After leaving Mumbai we went to Nasik via train.  We got a reserved seat in an A/C car, and it was pleasant enough, until we got off at the wrong station and had to pay a rickshaw driver the cost of one train ticket just to get to our hotel.  This seemed to set off a series of unfortunate events, as any number of things that could muck up a trip began to happen after this: rude hotel staff, crazy shower, no toilet paper, harassed by beggars and street sellers, stared at, laughed at, and had pictures taken by just about everyone else.

Then our train to Aurangabad was a 2nd class no A/C seat, and it was more than overcrowded.  We had to shift a family out of our two spots on the bench seat, and then stare at them for the next 5 hours (supposed to be 3 1/2) as 3-4 adults and 2 children sat on the opposite bench at any given time.  People were standing in the aisles, sitting in each other's laps, crawling over our legs, and we had to hold our luggage the entire time because there was no space in the racks above.

Aurangabad actually turned out somewhat nice, aside from the mothball and diesel smell of the room.  We took day trips in private cars to the caves at Ellora one day (side trip to Dautalabad and the mini Taj Mahal) and Ajanta another day.  These were the first, and so far only, instances of the awe-inspiring sights I had imagined India to be filled with.

From Aurangabad we came to Pune by bus (which left 45 minutes late and took 1 hour longer than the "maximum" time we were promised), also with no A/C.  In Pune we took the opportunity to get caught up on work, and stayed in our hotel room for nearly 3 days, only venturing out occasionally. There was nothing in Pune we wanted to see, and we had a lot of work to get caught up on. Plus the cheapest food options anywhere nearby were delivery food (our hotel was apparently in a posh neighborhood, with an internationally famous--and expensive--ashram nearby).  This suited us just fine.

Next we are going to Kolhapur by bus, then Panjim by bus, then a night in Madagao to catch the morning train to Hampi.

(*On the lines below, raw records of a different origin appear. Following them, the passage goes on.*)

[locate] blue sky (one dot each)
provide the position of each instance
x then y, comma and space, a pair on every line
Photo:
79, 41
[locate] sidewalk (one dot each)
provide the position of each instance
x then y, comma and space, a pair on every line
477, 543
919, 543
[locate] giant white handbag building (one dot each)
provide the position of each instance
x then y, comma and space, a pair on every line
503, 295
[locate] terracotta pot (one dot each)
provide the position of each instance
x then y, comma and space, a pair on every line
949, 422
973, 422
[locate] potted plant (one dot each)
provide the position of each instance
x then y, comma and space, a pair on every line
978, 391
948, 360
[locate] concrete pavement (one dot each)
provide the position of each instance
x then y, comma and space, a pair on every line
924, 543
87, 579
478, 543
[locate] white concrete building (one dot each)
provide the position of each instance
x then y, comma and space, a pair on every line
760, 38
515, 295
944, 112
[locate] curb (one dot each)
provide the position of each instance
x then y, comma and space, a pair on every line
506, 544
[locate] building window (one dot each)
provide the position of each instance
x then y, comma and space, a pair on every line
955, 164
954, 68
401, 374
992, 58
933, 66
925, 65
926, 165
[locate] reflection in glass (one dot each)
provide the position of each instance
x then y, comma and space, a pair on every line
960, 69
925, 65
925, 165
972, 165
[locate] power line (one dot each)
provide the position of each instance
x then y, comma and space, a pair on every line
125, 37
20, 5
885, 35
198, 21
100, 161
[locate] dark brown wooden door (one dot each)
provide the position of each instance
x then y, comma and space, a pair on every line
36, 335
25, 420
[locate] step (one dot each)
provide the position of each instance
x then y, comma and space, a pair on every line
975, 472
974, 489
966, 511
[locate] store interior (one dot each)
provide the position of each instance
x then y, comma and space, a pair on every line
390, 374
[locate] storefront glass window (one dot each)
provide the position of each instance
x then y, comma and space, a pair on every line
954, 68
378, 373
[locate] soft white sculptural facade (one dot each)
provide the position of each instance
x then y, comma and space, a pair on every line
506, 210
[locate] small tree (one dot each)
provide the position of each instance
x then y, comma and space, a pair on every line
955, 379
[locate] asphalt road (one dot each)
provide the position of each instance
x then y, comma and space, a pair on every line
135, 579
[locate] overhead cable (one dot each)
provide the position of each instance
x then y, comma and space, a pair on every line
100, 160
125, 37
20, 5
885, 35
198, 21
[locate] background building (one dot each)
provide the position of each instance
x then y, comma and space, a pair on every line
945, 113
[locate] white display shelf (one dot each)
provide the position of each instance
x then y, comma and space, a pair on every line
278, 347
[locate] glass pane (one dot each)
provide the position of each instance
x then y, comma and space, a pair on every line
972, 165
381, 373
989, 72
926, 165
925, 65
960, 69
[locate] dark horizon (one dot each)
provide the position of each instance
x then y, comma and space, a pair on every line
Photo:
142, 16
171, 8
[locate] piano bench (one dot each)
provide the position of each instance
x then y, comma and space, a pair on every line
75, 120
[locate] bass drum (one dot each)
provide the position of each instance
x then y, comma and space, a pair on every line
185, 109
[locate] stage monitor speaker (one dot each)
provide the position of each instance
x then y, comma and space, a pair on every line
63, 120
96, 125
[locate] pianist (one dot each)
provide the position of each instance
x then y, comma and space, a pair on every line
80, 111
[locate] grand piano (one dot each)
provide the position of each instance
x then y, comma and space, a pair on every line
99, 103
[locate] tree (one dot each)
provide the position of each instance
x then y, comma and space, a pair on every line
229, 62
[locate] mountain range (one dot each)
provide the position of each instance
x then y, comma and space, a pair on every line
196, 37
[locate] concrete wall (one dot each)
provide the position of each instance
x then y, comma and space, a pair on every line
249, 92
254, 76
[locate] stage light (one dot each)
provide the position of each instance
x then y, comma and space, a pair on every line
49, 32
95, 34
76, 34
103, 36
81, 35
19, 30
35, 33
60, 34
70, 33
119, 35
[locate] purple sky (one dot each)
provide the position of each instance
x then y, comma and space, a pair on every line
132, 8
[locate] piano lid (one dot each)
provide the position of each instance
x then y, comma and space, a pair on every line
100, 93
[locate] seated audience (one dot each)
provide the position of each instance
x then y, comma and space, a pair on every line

All in all, it has not been the most pleasant trip so far.  We still have hopes for things to look up, but we have no evidence thus far to support those hopes.  I'd also add that white female travelers should probably avoid this country, especially if they are alone.  It's not dangerous that we've seen, but it is frustrating and difficult and exasperating to always be stared at by everyone everywhere.  I mean people twisting completely around on motorbikes, chairs scooting in restaurants as people with stuffed faces follow your progress through the dining area--things like that.  Everywhere.  From what we've seen, older white people are mostly ignored, as are Asians.  Not sure how Africans fare, as we've only seen one or two.  I know they got similar treatment in Korea, but maybe it's different here since there are so many dark-skinned Indians.  We have friends who have traveled in India, and have gotten mixed responses: of the two white women we know who have gone, one loved her two week trip and the other had the same problems we're having over her longer trip; a woman of Asian descent loved it; most of the others were white men, most of whom loved it, but at least one of whom had a number of frustrations that have become familiar to us.  This isn't to say one shouldn't travel here, only be aware that who you are and what you look like makes a very big difference in how you will be responded to--and, obviously, how much you will enjoy your trip.

For example, I went out across town by myself once, and after dealing with two rickshaw drivers and four bus station personnel, had no real trouble with anyone.  People were polite or, when not, at least reasonable.  Nobody harassed me, nobody stared, nobody asked to take my picture.  This makes me suspect it is younger white women who face these problems.  It also allowed me to say to Nora, "It's not me, it's you."